Australians for Animals spokeswoman Sue Arnold welcomed the Coalition’s recognition of the threat posed by marine pests as a result of increased shipping, an issue she said had been overlooked by the federal government’s scientific panel looking into Gladstone Harbour, but she said too little attention had been paid to noise pollution from shipping and port developments.

” The bottom line is there has not been one mention of the impact of underwater noise by either party and while I think the Coalition is coming out with some really good things for the protection of turtles and dugongs, there are other issues that need attention,” Ms Arnold said.

” Protection of the Great Barrier Reef really is the Liberal Party heritage and the best thing they could do is call a royal commission into port development at Gladstone and learn from those mistakes.”

The Liberal Party policy launch is likely to mirror the priorities already set out by Labor, which last week outlined $137.3 m worth of spending focused on tackling farm nutrient run-off and crown of thorns eradication.  It will also include ” a long term structure for a more strategic protection plan”, a Coalition spokesman said.

Coalition environment spokesman Greg Hunt has been holding discussions with the Queensland government about strategic planning for port development and reef protection.

The Queensland Resource Council has estimated it would cost the Australian government an additional $8m a year to get on top of the latest crown of thorns starfish infestation on the reef.
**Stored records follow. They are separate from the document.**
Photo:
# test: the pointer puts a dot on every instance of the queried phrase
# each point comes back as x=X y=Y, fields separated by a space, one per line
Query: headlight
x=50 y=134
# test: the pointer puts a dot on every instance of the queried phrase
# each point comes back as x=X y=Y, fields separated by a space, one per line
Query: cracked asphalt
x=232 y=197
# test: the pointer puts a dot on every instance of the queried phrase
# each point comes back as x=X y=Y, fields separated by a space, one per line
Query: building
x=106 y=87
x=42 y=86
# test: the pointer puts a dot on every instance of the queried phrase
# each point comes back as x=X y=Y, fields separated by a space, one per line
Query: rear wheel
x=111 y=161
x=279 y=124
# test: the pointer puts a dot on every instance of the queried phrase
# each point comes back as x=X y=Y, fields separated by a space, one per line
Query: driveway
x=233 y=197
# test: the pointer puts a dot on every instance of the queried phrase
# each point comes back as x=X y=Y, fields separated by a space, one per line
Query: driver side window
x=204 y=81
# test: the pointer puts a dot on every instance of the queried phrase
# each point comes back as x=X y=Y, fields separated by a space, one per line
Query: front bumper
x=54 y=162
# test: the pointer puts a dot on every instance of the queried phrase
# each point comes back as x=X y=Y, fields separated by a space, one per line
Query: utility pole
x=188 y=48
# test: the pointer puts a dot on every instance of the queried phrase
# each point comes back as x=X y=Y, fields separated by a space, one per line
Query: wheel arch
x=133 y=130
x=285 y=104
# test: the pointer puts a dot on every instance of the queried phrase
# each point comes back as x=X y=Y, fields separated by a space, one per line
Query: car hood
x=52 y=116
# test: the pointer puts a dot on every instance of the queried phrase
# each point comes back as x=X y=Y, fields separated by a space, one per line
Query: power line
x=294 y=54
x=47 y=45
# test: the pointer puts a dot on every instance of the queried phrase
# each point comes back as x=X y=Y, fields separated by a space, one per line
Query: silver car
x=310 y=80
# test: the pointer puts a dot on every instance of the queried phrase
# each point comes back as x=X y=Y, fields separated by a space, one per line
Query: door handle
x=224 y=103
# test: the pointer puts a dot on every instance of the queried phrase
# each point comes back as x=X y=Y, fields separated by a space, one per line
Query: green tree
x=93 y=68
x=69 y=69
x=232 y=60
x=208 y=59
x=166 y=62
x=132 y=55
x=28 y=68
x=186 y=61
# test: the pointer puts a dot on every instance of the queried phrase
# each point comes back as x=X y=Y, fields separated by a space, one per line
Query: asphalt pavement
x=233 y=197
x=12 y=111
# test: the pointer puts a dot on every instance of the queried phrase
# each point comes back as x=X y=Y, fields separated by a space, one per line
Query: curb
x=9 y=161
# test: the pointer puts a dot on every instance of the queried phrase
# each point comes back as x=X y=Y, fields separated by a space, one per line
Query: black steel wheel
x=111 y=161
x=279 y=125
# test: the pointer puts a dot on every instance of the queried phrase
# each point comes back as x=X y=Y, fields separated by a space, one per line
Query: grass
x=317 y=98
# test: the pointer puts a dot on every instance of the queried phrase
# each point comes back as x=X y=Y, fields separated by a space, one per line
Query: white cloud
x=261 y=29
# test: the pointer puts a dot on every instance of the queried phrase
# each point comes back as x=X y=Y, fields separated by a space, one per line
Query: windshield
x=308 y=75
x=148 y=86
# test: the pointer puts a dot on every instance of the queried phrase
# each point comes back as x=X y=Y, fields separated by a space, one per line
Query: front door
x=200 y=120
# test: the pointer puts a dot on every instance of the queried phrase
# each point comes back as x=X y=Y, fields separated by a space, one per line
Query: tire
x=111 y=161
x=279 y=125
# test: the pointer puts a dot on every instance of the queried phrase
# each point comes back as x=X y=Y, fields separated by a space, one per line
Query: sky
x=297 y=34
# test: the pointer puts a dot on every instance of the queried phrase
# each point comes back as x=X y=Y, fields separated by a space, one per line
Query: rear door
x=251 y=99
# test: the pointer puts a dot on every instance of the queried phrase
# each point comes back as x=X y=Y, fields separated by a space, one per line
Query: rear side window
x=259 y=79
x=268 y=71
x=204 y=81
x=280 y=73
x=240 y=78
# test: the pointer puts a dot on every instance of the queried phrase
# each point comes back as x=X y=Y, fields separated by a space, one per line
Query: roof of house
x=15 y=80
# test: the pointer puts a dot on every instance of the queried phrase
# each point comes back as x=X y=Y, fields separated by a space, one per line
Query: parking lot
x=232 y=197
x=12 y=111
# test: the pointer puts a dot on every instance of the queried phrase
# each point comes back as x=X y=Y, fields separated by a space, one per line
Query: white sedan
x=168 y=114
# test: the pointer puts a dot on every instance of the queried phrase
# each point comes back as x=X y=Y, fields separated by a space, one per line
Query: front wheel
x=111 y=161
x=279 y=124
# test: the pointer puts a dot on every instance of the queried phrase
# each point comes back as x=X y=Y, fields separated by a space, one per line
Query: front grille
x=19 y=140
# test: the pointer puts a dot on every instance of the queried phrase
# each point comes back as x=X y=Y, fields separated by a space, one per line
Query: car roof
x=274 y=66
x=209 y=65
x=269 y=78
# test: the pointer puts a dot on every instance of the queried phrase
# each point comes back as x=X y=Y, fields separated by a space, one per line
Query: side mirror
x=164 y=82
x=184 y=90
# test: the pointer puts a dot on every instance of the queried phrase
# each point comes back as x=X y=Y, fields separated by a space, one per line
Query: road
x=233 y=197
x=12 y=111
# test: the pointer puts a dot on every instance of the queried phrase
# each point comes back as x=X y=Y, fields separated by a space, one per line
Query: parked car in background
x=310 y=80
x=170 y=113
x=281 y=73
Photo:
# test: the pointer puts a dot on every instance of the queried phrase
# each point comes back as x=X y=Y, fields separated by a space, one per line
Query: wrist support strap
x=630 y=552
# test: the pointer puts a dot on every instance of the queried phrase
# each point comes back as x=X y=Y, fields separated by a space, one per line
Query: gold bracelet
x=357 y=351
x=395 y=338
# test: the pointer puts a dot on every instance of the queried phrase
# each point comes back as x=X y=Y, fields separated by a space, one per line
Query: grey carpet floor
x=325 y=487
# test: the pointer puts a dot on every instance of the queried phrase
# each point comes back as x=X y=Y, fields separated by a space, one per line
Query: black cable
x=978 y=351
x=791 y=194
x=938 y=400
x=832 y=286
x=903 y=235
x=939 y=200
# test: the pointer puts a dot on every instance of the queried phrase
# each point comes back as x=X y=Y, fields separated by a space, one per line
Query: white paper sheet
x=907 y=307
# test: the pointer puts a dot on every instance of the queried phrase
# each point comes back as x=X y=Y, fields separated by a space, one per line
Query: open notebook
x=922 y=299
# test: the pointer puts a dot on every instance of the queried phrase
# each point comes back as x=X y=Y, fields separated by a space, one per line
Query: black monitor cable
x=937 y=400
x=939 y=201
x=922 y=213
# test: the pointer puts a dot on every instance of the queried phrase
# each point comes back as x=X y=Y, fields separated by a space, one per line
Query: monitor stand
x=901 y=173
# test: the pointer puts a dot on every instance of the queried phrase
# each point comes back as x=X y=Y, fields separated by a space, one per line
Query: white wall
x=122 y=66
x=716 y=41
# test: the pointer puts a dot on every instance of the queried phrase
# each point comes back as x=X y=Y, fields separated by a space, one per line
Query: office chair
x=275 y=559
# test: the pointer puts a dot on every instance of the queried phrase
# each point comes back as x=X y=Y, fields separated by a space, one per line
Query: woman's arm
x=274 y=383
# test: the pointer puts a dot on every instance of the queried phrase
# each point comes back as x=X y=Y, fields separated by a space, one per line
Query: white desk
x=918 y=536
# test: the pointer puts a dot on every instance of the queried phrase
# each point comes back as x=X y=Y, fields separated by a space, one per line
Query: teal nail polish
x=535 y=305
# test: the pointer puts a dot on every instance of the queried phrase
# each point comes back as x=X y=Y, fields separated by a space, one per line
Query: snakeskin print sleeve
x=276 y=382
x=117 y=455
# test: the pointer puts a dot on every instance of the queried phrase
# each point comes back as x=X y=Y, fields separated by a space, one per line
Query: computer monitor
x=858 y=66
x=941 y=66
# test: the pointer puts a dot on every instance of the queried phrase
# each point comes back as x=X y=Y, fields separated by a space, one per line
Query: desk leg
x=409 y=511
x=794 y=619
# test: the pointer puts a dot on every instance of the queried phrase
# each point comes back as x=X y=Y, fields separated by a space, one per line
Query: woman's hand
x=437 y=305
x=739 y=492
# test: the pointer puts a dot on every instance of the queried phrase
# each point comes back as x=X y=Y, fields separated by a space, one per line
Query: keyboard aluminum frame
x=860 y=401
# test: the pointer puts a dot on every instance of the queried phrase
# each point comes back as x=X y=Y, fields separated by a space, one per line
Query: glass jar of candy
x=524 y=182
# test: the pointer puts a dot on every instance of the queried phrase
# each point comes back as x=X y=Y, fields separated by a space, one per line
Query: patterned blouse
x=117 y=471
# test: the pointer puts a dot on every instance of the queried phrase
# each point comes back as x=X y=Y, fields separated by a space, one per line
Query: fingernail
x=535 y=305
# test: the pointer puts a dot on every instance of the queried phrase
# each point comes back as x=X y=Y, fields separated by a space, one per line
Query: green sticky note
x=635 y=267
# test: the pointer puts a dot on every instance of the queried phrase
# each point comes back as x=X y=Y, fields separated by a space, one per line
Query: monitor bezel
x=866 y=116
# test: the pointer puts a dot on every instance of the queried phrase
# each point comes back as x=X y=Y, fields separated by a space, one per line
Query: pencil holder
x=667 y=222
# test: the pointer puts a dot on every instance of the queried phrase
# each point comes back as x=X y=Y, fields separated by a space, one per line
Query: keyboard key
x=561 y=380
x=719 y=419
” Experts from James Cook University have said if five dive boats could be dedicated to starfish eradication, there would be a serious chance of getting on top of the current infestation,” QRC chief executive Michael Roche said.

“At the moment, there is one boat with committed funding of 42m a year over the next two years.”

Last year, the Australian Institute of Marine Science found that the Great Barrier Reef has lost half its coral cover over the past 27 years with crown of thorns starfish responsible for 42%, cyclones and storms 48% and coral bleaching 10%.